Dr. Kanold studies the development and plasticity of the brain, in particular how periods of learning and plasticity are initiated and controlled. His work focuses on the development of the central auditory and visual system in particular on the role of early cortical circuits in brain wiring. He uses advanced neurophysiological, in vivo imaging, optogenetic, molecular and computational techniques.

Kanold Lab – UMD

Principal Investigator: Patrick Kanold
UMD Neuroscience and Cognitive Science

The major focus in the lab is to understand how information about the world is represented/encoded in the brain, the circuits present in the adult and developing brain and their influence of brain development and plasticity.
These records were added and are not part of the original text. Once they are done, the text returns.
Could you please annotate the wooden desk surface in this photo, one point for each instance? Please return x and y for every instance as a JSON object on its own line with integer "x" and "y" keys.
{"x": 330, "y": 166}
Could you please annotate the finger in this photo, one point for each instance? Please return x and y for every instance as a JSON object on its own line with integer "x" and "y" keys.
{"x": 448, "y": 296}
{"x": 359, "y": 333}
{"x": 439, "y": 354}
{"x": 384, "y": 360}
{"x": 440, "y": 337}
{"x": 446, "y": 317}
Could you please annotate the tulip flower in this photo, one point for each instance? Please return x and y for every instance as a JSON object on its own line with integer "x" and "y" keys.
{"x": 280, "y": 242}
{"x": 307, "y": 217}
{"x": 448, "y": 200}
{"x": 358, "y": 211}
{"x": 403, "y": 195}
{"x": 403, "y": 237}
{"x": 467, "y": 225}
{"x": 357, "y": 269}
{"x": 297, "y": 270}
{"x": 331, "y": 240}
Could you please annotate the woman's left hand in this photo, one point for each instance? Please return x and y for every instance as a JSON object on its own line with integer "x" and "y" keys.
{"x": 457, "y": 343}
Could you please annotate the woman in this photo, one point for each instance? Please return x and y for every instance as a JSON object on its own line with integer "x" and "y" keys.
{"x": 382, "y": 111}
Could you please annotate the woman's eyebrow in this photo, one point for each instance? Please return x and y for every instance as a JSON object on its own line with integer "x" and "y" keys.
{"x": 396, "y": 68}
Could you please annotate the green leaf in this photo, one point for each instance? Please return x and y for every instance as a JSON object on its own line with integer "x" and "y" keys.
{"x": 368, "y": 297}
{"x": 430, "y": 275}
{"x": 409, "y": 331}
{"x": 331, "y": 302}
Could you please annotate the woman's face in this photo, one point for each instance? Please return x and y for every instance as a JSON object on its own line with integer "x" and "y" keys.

One focus is on probing the response of the brain to sensory stimuli and the other is to record from small sub-circuits and study their responses and circuit behavior in great detail.

Crowd coding in the brain

Principal Investigator: Patrick Kanold
UMD Neuroscience and Cognitive Science
Title: "Crowd coding in the brain: 3D imaging and control of collective neuronal dynamics"
BRAIN Category: Understanding Neural Circuits (RFA NS-14-009)

Dr. Kanold and his team propose cutting edge methods to stimulate neurons at different depths in the auditory cortex, and will use new computational methods to understand complex interactions between neurons in mice while testing their ability to hear different sounds.